Whenever I am on vacation on a Sunday, I make it a practice to go to church. I have found that my practice is not popular among some, who consider vacation a time to skip church, but since I like to go to church, I go. I usually try to find an evangelical church that I might not otherwise attend, usually a church of some significance. In the past, I have visited Coral Ridge Presbyterian Church and Willow Creek Community Church. I do this to see how churches do things. I am fairly familiar with the fundamentalist way of "doing church," and so I like to broaden my horizons, learn what I can, see what makes me want to come back to a church, or not come back. In short, I am trying to see church from an outsider's perspective, in hopes of gleaning some information on how an newcomer to Grace might respond.

This past Sunday, while in the Chicago area, we visited Moody Memorial Church Sunday for their morning worship service. Moody Church is the church that grew out of the Sunday School started by Evangelist Dwight L. Moody in the 1860s. He also started a Bible College which still exists in downtown Chicago, though the church and school have no official connection. Another notable pastor of Moody Church in the 1900s was Dr. Harry A. Ironside, whose commentaries carry on his legacy of Bible teaching. The church is located on a city block in North Chicago, where North Avenue, Clark Street, and LaSalle Street meet. There is no on site parking, though there are various restaurants and lots that Moody apparently has an agreement with to park in. At the church entrance on LaSalle, there were people to help direct you to a place to park, and at the lot there were attendants to help you park. They did ask you to leave your keys in the car so they could move the car if necessary. The parking attendants were very friendly and helpful, though we had to walk about two blocks to get to the church. The auditorium was very beautiful, but the seats were very hard (think unpadded theatre seats).
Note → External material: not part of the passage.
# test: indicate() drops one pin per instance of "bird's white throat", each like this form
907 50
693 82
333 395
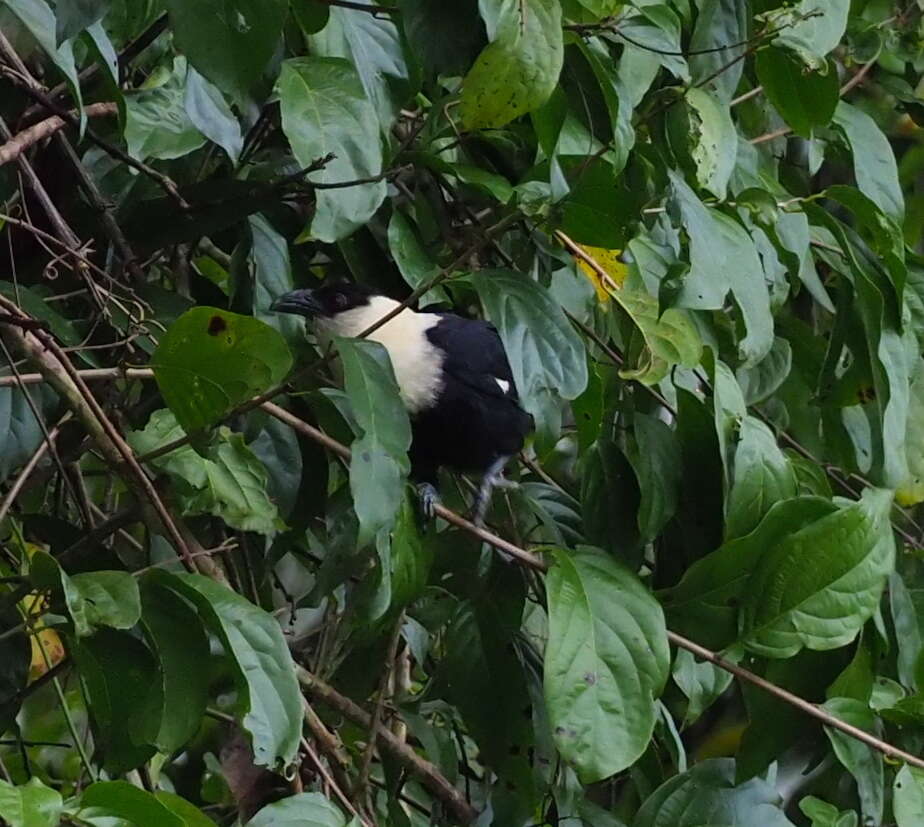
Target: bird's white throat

The church service itself was a traditional service. They opened with some announcements, including a brief interview with some members of their college age class to promote the college ministry. The service was opened with a call to worship by Bradley Garvin, singing "The Lord Is My Light." Bradley is a bass with the New York Metropolitan Opera and has a wonderful voice. I picked up a CD that is very enjoyable. Later in the service he sang "I Walked Today Where Jesus Walked" and "I'd Rather Have Jesus." He was the only special music for the day and I assume that is not normal for the church.

The congregational singing was accompanied by the organ and an acoustic guitar. The organ was very loud, the guitar was very soft and almost unnoticeable. The familiar songs were easy to sing, but the song "The King of Love My Shepherd Is" was sung to a "traditional Irish Melody" which was unfamiliar to me, perhaps because I am not traditionally Irish. The organ was not easy to follow on the tune, and the worship leader playing his guitar was not mic'ed well enough to be heard. The last song before the message (The King of Love) was projected on screens on either side of the choir loft.
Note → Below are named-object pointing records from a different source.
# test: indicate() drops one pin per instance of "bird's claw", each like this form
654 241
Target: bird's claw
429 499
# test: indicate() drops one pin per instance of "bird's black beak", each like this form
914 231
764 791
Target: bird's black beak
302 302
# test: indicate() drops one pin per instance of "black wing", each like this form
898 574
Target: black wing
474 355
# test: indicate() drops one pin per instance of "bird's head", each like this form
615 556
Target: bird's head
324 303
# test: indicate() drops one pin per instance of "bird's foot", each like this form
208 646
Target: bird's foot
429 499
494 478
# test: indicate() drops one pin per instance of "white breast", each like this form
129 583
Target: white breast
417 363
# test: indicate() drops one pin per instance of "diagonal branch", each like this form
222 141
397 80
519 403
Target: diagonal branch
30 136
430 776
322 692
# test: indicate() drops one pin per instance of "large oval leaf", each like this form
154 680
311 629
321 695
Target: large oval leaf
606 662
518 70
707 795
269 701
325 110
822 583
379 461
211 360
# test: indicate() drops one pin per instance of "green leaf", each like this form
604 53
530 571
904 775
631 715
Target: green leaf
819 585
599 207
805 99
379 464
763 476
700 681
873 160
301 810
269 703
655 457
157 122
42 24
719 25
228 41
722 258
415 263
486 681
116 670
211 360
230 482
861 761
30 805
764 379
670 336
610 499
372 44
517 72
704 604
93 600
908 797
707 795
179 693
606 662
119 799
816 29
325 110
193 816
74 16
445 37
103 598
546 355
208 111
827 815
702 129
Pastor Erwin Lutzer preached from Psalm 23 under the title "When God Shows Himself - Part 2." It was a good message. As a preacher, I listen for how others do things. My thought was that he explained the text well and made good use of the image of sheep and shepherd. However, he made virtually no application until the very end when he tacked on "five very quick" points (as he called them). By that time, it was easy to lose the message and hard to keep up with the application. I would rather have heard the application throughout the message rather than at the end. Lutzer has a "preacher's voice." It is not so much a conversation with the audience as it is a oratorical lecture. That's not to say it was bad; it wasn't. It was a good message.

The church has apparently experienced a resurgence of sorts. I was told, prior to being there, that the church was previously forced to sell off a lot of the surrounding property to stay in existence. The audience was a mix of ages and ethnicities. It was probably tilted slightly towards an older population. Dress was mixed. Lutzer and those on the platform were in suits and ties, as were the ushers. Some of the ladies were in pants and some in dresses. The guy in front of me was wearing shorts, though I didn't see too much of that.
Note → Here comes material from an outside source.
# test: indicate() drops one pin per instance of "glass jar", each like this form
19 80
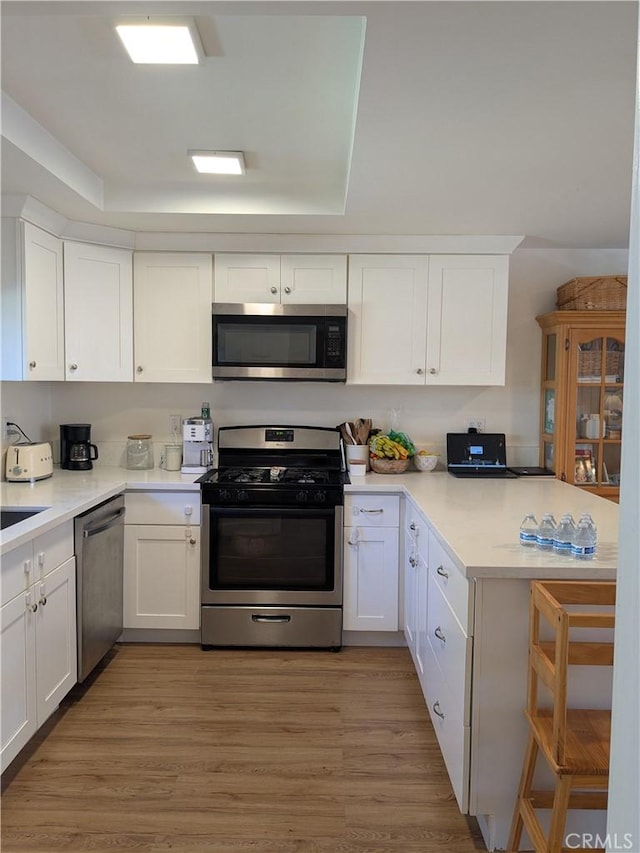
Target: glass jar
139 452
It is good to see the church growing in the city as a multi-racial body some one hundred and fifty years after its inception.

1 comment:

Anonymous said...

Awesome. Thanks for the report. Good photos, too. I've been by the Moody Church building on my trips to Chicago, but never been inside or attended a service. My father-in-law's family attended there when he was a small child (during the H.A. Ironside era).

I have the same habit as you and the church visit is one of the things I look forward to most during vacations. I've been to Willow, Coral Ridge, Saddleback, Grace Community Church (MacArthur), First Baptist Atlanta (Charles Stanley), Westwinds, Mars Hill (Rob Bell), Calvary Church (Dobson), Grace in Rouge (Rogier) and a host of lesser known churches (Northridge, Kensington, et al).

In fact, once when we were visiting CA on vacation, we went to LA just to go to Saddleback and Grace Comm. We went to Saddleback on Saturday night (stopping by Crystal Cathedral on the way just to see the building and grounds) then visited Grace on Sunday morning.

The most valuable thing about this exercise is the visitor feeling that you alluded to. It just changes your perspective about what it is like for first timers at your own church. All pastors should be required to do this annually at least. Once, at Coral Ridge, the song leader said we would "stand together" to sing the next song, so I stood up. I felt like a dork because the rest of the congregation did not stand until the music began which felt like 5 minutes later. So there I am in the front half of a very large auditorium standing alone. I was embarrassed and didn't know whether to keep standing or risk sitting down just as everyone else stood up.